I get this question a lot. So I worked with a screenwriter, Kevin Costello, on an early draft. But then Kevin and me and Alex [Kirwan] and a few others in the crew, we made the whole film over Zoom during the pandemic. We’d do 3-4 hour calls, walking through the whole film, thinking through sequences, then dropping them. Every animated thing I’ve ever made in my career has outlines and sort of rough beat lines, not scripts because I find that storyboarding is a part of the writing. When you’re doing cartooning, you’re writing and drawing at the same time. I love that. It’s why I got into television animation in the first place. I feel the best cartoony humor and Looney Tunes-style humor comes from having cartoonists write the material. So Kevin wrote a great first draft and there’s some stuff in there that still is in the film, but with the exception of Darrick [Bachman], who is a proper screenwriter, who came in later to punch up some stuff, everyone else is a storyboard artist-writer. I fought with the studio to get them all credit. The studio hates doing it, but we are writers. We are writing the words coming out of these animated mouths. We’re writing every action that they’re taking. This happens on all animated features. If you compare the original script that sells the movie, with Shrek or any of these things, it is reinvented four or five times, almost from scratch, before the final version. It’s one of the things I’m proudest about with this film is that I was able to get people the credit they were due. I wish animators could get in the WGA, but that’s a whole other battle.
I said the film has an old-school Looney Tunes feel, but there is also a lot of referential humor, breaking the fourth wall, and so on, which reminded me a lot of Nickelodeon and Cartoon Network toons.
Right. I think that’s just in our DNA now. We can’t write exact tonally correct jokes for 1945 anymore. When I was at Cal Arts, we had a great guest speaker, a director and animator, and he said: “Don’t worry about always being original. Just be yourself and put yourself into what you do, and the originality and tone will come through.” And my tone and humor is definitely Cartoon Network and SpongeBob and all that stuff, that’s in there, but that also goes for everyone that’s worked on the crew. I mean Warner Bros Animation had only made one movie before, the Teen Titans movie [2018’s Teen Titans Go! To the Movies]. None of us, or hardly any of us, had worked in features before. We approached it just like we were making an 11-minute cartoon for Cartoon Network. We worked very quickly, very fast and cheaply. It’s our generation’s style of humor. I didn’t have any sort of steadfast rules. If it was a good joke and it’s contemporary — like our ride-sharing joke in the movie or our coffee joke — but it made us laugh, then it stayed in.
This film ends with a nod towards a potential sequel. What are the chances of that? Do you still have [Warner Bros. Discovery CEO David] Zaslav’s number on speed dial?
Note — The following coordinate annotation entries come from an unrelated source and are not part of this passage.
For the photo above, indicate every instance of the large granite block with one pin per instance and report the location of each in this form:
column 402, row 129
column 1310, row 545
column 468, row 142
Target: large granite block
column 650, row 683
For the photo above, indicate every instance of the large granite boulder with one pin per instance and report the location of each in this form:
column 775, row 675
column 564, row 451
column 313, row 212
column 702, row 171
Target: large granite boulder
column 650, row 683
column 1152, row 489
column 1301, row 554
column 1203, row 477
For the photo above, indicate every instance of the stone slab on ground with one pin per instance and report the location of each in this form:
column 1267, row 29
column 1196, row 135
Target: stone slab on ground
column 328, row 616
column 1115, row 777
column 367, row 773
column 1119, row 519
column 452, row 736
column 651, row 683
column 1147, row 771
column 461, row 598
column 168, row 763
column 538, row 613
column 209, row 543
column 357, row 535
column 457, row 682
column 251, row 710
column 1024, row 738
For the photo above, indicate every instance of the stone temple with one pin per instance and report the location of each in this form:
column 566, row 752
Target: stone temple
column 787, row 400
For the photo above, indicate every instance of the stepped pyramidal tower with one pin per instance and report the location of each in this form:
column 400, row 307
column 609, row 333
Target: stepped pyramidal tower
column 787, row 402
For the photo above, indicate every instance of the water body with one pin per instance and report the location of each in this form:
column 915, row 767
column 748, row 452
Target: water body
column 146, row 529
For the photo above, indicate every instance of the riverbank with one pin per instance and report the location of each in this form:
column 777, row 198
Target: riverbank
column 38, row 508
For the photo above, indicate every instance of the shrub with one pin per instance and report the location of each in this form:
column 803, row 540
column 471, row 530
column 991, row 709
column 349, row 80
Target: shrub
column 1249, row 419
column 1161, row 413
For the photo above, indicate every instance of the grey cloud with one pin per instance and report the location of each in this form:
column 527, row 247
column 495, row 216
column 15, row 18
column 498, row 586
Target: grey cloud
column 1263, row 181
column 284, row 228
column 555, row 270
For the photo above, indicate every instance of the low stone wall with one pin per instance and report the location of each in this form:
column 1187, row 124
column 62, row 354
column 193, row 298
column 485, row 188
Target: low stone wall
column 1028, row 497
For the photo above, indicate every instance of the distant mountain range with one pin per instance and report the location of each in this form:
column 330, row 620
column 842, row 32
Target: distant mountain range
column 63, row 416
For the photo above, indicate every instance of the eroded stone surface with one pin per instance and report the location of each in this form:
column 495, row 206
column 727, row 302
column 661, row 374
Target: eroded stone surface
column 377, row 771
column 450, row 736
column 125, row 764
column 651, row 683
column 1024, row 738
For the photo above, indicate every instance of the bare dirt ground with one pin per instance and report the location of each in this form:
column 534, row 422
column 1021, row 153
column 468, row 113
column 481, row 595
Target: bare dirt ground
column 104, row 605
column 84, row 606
I wouldn’t hold your breath. But that’s above my pay grade. I left the studio in February, literally, the day I approved the final version of the film was my last day at Warner Brothers. So I don’t know what the future is with Looney Tunes, with that company, or that world. But I think if you put those characters in the right hands, it would have a great future. I had a wonderful time, a wonderful experience making this movie. And I feel you could make a Looney Tunes movie out of any of those properties. The only obstacle, and I found this out when I was in some testing groups for the Looney Tunes shorts program, was that a lot of kids don’t know who Daffy Duck is. Disney’s always been good at keeping Mickey Mouse front and center with the young generation, that is why they have their preschool show and those different tiers of Mickey shows. Warner Brothers didn’t do that with Looney Tunes. And I think it’s been a mistake because, in my opinion, the Looney Tunes are much better characters.